Politique de la ville - Réforme de la politique de la ville : un projet de loi en Conseil des ministres, en plein été
Le projet de loi relatif à la ville et à la cohésion urbaine est prêt. François Lamy le présentera en Conseil des ministres le vendredi 2 août prochain, pour un vote espéré avant la fin de l'année 2013 au plus tard. "Il faut que les maires et présidents d'intercommunalité aient à leur disposition toutes les armes et les dispositifs avant les élections municipales", calcule le ministre délégué à la Ville. Il faut aussi poser les jalons avant le projet de loi de finances pour 2014.
Le texte est court, une vingtaine d'articles, mais il est indispensable pour cadrer la nouvelle géographie prioritaire de la politique de la ville en général, et les futurs contrats de ville en particulier, y compris les sources de leur financement. Il permettra de répondre à l'objectif affiché de concentrer les efforts et les moyens de l'Etat : de passer de 2.500 Cucs à 1.000 quartiers "prioritaires" et de 750 ZUS à 200-250 quartiers "très prioritaires".
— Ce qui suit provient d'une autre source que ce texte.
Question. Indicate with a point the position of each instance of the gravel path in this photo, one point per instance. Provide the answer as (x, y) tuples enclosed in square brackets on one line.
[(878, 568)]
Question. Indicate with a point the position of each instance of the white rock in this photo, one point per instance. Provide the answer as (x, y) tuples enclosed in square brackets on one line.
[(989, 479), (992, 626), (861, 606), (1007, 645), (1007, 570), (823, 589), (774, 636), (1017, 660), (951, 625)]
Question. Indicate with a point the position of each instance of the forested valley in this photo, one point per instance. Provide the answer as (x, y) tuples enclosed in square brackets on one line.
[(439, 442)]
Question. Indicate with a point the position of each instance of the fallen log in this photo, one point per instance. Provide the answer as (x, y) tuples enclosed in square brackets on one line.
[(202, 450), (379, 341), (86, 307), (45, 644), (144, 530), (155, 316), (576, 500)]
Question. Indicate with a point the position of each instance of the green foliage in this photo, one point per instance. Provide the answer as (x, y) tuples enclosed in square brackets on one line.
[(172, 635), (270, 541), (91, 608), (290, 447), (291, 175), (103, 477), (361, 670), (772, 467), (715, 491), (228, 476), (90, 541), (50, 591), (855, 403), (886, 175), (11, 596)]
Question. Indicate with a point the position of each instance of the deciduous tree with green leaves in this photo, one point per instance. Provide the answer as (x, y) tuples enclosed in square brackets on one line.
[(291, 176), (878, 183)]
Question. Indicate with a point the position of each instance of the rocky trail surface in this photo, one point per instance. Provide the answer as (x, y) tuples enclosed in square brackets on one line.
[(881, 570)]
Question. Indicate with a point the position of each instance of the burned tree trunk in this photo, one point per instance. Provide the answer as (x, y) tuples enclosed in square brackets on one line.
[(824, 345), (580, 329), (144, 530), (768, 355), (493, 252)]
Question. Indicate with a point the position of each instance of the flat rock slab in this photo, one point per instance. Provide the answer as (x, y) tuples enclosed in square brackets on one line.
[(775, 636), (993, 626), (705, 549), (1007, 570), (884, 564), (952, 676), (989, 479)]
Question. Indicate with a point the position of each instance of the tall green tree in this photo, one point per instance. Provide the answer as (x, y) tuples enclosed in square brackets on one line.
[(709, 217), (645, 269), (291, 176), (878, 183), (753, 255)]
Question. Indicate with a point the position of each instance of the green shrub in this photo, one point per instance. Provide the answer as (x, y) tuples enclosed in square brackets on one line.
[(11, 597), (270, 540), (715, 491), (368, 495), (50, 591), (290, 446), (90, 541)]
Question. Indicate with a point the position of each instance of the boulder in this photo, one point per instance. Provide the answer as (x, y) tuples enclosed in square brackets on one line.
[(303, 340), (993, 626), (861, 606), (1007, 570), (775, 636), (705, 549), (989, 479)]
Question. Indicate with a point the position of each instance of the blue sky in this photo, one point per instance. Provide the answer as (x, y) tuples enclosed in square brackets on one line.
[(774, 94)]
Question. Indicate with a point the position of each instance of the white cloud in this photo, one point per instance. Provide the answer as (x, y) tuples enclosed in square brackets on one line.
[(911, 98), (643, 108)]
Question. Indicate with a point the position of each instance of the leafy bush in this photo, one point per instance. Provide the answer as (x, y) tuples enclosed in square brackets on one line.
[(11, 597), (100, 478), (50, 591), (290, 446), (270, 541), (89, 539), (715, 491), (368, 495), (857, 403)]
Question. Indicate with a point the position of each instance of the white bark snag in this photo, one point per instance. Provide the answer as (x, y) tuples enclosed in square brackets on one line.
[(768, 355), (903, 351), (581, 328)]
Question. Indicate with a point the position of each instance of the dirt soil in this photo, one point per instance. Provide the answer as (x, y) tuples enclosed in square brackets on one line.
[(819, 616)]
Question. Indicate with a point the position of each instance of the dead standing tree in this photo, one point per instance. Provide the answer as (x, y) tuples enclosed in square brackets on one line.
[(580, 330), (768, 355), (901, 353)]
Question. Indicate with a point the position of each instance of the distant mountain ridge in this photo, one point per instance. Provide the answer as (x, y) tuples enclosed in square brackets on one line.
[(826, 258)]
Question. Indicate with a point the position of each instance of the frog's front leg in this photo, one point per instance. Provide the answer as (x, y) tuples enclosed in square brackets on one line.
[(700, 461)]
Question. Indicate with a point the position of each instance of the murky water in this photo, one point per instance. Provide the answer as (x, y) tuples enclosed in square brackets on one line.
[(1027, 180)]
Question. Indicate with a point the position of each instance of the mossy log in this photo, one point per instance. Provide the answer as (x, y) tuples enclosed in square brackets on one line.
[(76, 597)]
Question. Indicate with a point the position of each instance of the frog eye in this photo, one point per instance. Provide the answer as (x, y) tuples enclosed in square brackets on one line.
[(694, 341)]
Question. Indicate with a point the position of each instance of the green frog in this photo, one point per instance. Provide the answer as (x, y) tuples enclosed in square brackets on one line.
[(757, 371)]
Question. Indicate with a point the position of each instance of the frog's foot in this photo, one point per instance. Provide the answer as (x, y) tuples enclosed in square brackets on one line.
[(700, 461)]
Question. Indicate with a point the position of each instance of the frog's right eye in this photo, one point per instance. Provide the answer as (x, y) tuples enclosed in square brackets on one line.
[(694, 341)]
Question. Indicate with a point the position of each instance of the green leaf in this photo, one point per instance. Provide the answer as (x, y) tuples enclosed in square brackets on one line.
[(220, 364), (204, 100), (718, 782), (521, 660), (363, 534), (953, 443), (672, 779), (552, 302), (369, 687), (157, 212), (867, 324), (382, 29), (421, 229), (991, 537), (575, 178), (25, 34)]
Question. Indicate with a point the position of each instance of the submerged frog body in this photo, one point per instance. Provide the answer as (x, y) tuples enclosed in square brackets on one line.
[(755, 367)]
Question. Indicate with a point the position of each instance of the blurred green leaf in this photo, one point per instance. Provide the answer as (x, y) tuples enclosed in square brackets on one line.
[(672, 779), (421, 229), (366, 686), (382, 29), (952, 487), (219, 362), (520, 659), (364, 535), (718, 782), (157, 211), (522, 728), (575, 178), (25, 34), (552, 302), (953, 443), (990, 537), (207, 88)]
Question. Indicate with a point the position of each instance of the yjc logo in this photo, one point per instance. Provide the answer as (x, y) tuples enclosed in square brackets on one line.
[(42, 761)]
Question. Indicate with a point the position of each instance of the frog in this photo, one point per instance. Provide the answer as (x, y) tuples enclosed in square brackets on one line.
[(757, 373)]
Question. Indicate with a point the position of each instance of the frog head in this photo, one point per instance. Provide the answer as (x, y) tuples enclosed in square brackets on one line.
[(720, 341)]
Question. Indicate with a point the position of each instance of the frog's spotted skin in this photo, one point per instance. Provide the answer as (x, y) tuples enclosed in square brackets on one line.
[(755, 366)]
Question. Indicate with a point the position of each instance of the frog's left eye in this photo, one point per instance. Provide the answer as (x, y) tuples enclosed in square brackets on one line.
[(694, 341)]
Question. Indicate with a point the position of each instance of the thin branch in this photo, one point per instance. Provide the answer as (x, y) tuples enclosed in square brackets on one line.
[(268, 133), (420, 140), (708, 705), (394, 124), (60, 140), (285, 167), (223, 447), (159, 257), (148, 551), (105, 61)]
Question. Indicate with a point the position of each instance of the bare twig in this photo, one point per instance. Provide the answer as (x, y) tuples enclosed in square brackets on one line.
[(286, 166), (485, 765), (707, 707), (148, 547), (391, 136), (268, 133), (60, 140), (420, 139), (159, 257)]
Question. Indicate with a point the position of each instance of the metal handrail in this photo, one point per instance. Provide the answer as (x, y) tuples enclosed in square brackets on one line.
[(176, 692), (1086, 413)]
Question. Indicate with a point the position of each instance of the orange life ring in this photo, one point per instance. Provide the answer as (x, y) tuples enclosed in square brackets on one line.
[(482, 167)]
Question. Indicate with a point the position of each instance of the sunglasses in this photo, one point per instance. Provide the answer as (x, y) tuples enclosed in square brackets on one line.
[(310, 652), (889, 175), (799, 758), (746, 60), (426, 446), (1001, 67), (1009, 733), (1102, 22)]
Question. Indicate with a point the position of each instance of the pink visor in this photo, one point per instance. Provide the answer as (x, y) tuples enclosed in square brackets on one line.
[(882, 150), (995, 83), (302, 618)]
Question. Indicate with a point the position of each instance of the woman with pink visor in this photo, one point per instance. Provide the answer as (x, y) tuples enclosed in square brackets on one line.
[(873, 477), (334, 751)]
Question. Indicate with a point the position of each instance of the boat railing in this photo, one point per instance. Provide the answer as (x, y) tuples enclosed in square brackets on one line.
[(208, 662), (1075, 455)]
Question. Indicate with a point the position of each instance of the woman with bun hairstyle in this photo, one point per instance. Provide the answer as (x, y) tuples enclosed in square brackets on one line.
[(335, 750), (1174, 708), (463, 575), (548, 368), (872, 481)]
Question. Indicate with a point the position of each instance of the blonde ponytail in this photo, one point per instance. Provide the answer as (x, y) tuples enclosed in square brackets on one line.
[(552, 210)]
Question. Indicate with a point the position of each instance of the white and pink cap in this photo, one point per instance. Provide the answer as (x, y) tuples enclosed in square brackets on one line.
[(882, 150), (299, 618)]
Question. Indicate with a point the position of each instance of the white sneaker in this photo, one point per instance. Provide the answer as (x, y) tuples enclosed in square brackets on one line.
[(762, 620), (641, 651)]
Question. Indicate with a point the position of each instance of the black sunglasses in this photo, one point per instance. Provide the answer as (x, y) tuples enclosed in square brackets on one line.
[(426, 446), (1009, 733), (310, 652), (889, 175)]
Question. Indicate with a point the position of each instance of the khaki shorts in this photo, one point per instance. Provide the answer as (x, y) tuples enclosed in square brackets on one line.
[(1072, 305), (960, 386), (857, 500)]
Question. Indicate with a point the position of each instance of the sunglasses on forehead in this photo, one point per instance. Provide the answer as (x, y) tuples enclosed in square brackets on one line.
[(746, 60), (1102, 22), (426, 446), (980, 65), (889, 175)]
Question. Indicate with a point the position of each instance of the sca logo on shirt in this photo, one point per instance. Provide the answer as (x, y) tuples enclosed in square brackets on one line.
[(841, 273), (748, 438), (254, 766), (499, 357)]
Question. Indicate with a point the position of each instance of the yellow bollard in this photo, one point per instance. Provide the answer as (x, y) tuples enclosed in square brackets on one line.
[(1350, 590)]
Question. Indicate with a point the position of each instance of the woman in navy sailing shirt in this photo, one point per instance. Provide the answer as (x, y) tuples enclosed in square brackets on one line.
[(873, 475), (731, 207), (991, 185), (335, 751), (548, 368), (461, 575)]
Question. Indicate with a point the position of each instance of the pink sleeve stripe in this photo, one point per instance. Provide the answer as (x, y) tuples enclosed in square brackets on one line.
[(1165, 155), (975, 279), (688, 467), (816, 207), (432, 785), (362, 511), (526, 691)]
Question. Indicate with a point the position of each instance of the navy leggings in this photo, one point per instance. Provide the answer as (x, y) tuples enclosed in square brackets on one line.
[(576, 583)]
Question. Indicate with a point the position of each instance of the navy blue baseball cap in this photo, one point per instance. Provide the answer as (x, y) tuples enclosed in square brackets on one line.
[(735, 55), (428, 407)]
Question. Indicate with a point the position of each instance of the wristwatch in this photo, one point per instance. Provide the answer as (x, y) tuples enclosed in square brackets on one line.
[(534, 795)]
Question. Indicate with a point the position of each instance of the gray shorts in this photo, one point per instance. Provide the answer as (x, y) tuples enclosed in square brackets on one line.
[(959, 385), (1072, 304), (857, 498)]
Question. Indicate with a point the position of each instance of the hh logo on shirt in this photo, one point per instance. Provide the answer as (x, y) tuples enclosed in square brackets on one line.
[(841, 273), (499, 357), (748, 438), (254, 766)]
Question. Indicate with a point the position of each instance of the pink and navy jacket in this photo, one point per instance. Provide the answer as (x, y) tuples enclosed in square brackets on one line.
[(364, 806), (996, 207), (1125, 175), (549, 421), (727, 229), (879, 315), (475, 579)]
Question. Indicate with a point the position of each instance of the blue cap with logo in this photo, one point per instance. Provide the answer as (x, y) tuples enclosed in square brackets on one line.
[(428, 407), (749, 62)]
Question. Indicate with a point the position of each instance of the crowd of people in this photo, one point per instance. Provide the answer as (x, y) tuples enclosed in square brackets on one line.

1.000 quartiers prioritaires, 1 seul critère
La liste des 1.000 quartiers prioritaires sera connue dans le courant de l'automne, avant la promulgation de la loi. Le "pragmatique" ministre de la Ville, comme il se définit lui-même, ne s'embarrasse pas de ces chevauchements de calendrier. Il envisage sans soucis de remodifier la liste des quartiers prioritaires si la loi en change les critères. Pour le moment, son texte en prévoit un seul : le revenu des habitants (*).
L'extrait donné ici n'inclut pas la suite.